Devrimci Personel Sendikaları Konfederasyonu (DİSK) Genel Lideri Dr. Dilek Çerkezoğlu, 2023 minimum fiyatı için birincisi 7, ikincisi 14 Aralık’ta gerçekleştirilecek minimum fiyat kurul toplantısından evvel değerlendirmelerde bulundu. Çerkezoğlu, minimum fiyatı konuşurken artık sembolik değil ortalama fiyatı konuştuğumuzu belirtirken, pazartesi günü taban fiyatla ilgili sayı ve teklifleri paylaşacaklarını belirtti. Çerkezoğlu, “Asgari fiyat belirlenirken öncelikle enflasyon ve dolar kuru karşısındaki kaybının giderilmesi ve büyümeden ulusal gelir artışından hissesini alabilmesi ve en azından bir meskende iki kişi çalıştığı vakit bu konuta yoksulluk hududu kadar gelir girebilmesi sağlaması lazım. Yani ortalama fiyat haline gelmiş bir minimum fiyat çalışan yoksulluğunu önleyebilmelidir. O yüzden yoksulluk sonu sayıları önemli” dedi. Pazartesi günü taban fiyatla ilgili sayı ve teklifleri paylaşacaklarını söyleyen Çerkezoğlu, “Asgari fiyat mavi değil beyaz yakalıların da başlangıç fiyatı oldu. İşgücü ödemeleri işletmelerin toplam maliyetinin küçük kısmını oluşturuyor” halinde konuşarak şunları ekledi:
“Adaletli bir vergi sisteminin hayata geçirilmesi kıymetli vergi dilimleri o kadar düşük belirleniyor ki çabucak üst vergi dilimine geçiyoruz elimize geçen net fiyat yıl içerisinde azalarak gidiyor. Bu ülkede 2008 yılından beri patronlara 5 puan SGK puan takviye veriliyor. Neden emekçiler için de bu dayanak verilmesin, gelirlerin paylaşımında adaleti sağlamak lakin toplumsal siyasetlerle olabilir. Minimum fiyat oranında bütün fiyatların artırılabilmesi lazım.”

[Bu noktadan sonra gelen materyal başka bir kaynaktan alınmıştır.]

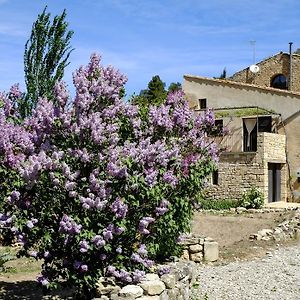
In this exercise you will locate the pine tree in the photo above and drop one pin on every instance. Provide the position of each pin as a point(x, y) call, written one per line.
point(45, 58)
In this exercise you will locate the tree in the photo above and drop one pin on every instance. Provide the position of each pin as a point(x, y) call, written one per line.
point(97, 189)
point(45, 58)
point(155, 94)
point(156, 89)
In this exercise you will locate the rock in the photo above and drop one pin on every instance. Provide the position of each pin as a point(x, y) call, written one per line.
point(191, 240)
point(164, 296)
point(131, 290)
point(185, 255)
point(151, 277)
point(169, 280)
point(211, 251)
point(240, 209)
point(106, 286)
point(173, 293)
point(196, 257)
point(155, 287)
point(195, 248)
point(265, 232)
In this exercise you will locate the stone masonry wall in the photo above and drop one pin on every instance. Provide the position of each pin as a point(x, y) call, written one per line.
point(172, 281)
point(277, 64)
point(238, 171)
point(272, 149)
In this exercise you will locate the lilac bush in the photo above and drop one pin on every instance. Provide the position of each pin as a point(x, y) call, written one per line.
point(100, 188)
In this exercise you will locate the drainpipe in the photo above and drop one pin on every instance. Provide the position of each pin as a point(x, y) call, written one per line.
point(290, 75)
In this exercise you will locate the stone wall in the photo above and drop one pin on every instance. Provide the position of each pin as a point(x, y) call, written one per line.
point(222, 93)
point(176, 284)
point(272, 150)
point(200, 249)
point(277, 64)
point(238, 171)
point(172, 281)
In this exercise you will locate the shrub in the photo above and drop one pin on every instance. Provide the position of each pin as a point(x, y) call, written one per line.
point(218, 204)
point(102, 188)
point(253, 198)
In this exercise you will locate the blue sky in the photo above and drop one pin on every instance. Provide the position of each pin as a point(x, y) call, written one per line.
point(165, 37)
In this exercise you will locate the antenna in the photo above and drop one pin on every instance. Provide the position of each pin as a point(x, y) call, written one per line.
point(254, 68)
point(254, 50)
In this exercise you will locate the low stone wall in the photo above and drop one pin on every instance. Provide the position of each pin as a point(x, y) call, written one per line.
point(176, 285)
point(200, 249)
point(284, 231)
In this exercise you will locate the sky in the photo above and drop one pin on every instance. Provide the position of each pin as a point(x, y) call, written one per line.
point(144, 38)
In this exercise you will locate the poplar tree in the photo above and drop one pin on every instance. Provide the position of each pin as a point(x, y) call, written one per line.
point(46, 56)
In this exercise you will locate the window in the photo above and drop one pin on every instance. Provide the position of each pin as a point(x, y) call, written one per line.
point(250, 128)
point(279, 82)
point(218, 128)
point(202, 103)
point(215, 177)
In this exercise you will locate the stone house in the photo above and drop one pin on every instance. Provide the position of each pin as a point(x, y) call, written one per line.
point(262, 114)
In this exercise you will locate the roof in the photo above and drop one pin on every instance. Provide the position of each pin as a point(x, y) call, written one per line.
point(264, 61)
point(241, 85)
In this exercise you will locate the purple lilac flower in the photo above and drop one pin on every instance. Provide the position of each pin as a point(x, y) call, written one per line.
point(119, 208)
point(138, 276)
point(43, 280)
point(29, 224)
point(144, 223)
point(68, 225)
point(151, 176)
point(163, 269)
point(142, 251)
point(98, 241)
point(163, 208)
point(15, 195)
point(33, 253)
point(84, 268)
point(107, 234)
point(47, 254)
point(84, 246)
point(170, 178)
point(102, 256)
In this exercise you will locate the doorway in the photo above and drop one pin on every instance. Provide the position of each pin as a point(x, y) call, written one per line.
point(274, 182)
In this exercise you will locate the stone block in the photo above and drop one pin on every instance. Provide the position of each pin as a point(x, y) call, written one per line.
point(196, 257)
point(195, 248)
point(173, 293)
point(185, 255)
point(155, 287)
point(211, 251)
point(151, 277)
point(149, 298)
point(133, 291)
point(169, 280)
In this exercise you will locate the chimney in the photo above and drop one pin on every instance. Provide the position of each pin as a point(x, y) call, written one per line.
point(291, 65)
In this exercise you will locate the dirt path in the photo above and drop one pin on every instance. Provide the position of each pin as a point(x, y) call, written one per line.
point(232, 232)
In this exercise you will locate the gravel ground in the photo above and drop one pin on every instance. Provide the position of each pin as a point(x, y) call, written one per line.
point(276, 276)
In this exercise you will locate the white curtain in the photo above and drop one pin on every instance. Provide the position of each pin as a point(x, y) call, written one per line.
point(250, 124)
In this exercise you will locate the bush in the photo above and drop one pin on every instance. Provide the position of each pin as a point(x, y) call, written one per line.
point(218, 204)
point(253, 198)
point(102, 189)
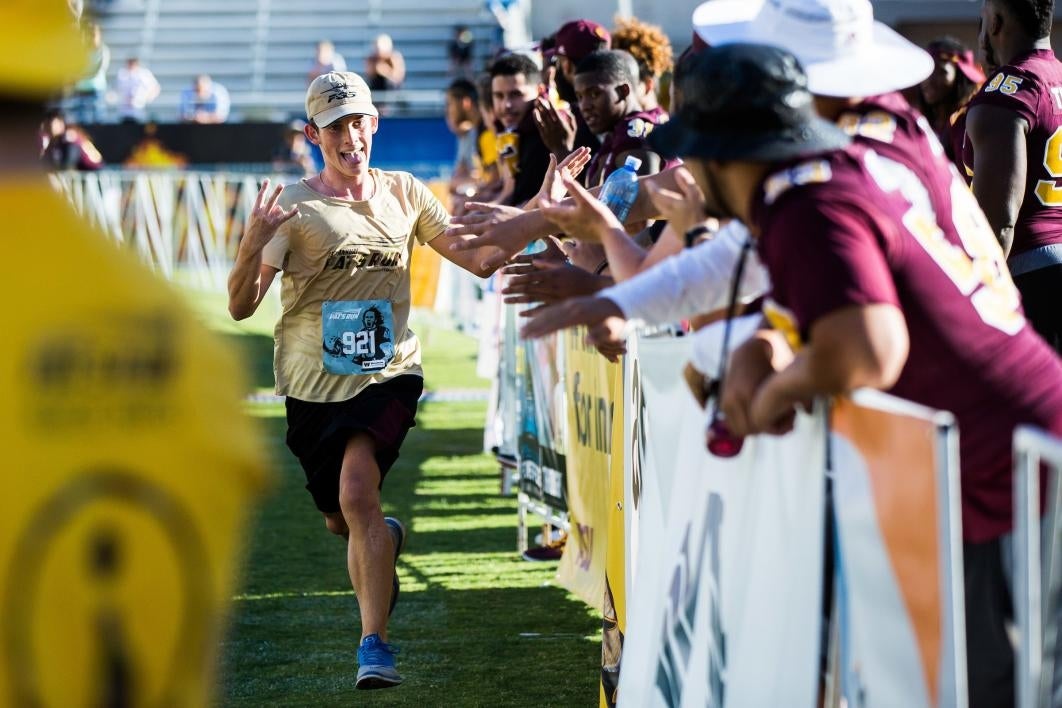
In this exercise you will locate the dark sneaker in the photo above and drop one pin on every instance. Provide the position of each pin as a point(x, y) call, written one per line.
point(398, 536)
point(551, 551)
point(376, 665)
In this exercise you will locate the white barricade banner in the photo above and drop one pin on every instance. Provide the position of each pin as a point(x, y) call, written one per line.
point(896, 501)
point(725, 608)
point(653, 392)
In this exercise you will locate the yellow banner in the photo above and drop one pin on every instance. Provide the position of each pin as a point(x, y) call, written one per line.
point(425, 263)
point(127, 467)
point(614, 618)
point(589, 381)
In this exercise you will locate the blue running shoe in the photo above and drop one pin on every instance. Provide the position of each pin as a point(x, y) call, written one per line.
point(376, 665)
point(398, 536)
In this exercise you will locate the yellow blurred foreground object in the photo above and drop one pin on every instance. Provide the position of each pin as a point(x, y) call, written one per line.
point(43, 48)
point(126, 475)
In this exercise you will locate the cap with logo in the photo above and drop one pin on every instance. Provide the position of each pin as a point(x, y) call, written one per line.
point(746, 102)
point(43, 47)
point(843, 50)
point(338, 93)
point(962, 58)
point(578, 38)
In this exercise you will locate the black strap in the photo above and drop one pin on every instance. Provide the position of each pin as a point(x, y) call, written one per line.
point(731, 310)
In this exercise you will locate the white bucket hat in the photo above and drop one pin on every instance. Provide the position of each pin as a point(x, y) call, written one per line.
point(338, 93)
point(843, 50)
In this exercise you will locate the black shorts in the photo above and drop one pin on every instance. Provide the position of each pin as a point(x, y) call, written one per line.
point(1041, 296)
point(318, 433)
point(990, 655)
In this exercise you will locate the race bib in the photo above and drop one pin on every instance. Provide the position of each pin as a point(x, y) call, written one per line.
point(357, 337)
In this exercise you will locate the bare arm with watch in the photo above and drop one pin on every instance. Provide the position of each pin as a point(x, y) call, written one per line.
point(511, 230)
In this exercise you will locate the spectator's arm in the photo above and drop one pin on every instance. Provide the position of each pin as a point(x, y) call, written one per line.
point(696, 280)
point(999, 167)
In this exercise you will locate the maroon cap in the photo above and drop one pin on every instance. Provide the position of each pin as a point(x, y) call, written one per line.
point(578, 38)
point(963, 61)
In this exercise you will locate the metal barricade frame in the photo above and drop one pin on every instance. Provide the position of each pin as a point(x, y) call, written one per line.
point(1038, 573)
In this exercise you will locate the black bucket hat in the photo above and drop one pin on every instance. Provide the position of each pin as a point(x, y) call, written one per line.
point(746, 102)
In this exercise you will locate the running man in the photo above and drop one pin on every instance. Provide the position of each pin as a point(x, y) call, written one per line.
point(343, 240)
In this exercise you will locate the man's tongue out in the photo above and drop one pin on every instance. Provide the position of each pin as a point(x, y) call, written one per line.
point(352, 159)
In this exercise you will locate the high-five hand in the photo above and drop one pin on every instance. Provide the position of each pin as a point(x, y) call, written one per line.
point(582, 217)
point(683, 209)
point(266, 218)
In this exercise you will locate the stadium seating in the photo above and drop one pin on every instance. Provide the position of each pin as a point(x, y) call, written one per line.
point(260, 50)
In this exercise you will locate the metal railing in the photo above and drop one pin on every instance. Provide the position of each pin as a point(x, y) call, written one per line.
point(1038, 573)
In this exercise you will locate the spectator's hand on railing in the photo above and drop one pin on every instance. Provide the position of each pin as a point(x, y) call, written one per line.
point(588, 310)
point(553, 189)
point(557, 127)
point(684, 209)
point(551, 256)
point(612, 351)
point(698, 383)
point(583, 217)
point(266, 218)
point(551, 285)
point(751, 366)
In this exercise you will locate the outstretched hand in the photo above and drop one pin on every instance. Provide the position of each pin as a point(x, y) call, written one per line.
point(553, 189)
point(683, 209)
point(551, 285)
point(583, 217)
point(588, 310)
point(266, 218)
point(555, 127)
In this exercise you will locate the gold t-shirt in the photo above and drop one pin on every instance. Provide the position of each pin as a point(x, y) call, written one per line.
point(338, 251)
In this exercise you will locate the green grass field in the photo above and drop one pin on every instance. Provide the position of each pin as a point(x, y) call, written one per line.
point(476, 624)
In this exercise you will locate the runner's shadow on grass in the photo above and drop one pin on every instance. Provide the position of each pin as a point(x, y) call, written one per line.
point(255, 352)
point(459, 648)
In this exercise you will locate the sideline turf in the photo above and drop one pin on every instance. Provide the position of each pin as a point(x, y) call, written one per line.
point(477, 625)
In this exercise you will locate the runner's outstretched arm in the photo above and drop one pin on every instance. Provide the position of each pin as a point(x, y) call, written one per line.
point(509, 230)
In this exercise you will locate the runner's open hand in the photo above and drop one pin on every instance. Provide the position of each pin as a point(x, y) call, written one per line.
point(557, 127)
point(266, 218)
point(552, 189)
point(583, 217)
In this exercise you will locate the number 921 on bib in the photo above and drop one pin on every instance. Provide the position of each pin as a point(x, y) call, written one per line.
point(357, 337)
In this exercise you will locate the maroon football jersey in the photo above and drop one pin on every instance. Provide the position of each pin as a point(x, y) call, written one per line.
point(864, 226)
point(889, 125)
point(629, 134)
point(1031, 86)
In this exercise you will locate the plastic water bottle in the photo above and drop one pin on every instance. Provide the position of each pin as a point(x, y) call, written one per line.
point(621, 188)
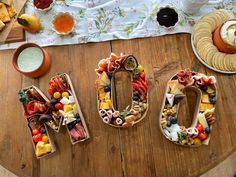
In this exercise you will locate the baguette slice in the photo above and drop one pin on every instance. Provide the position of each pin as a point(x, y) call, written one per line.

‘Ücretler ulusal gelirden de hissesini almalı’
Çerkezoğlu, “Asgari fiyatın yalnızca enflasyon üzerinden belirlenmesi de hakikat değil. Açıklanan enflasyonun gerçek olmadığı artık tartışılmaz bir gerçek oldu. TÜİK’in açıkladığı besin enflasyonu bile yüzde 99,9 aslında. Fiyatlar ulusal gelirlerden de hissesini almalı” diye ekledi.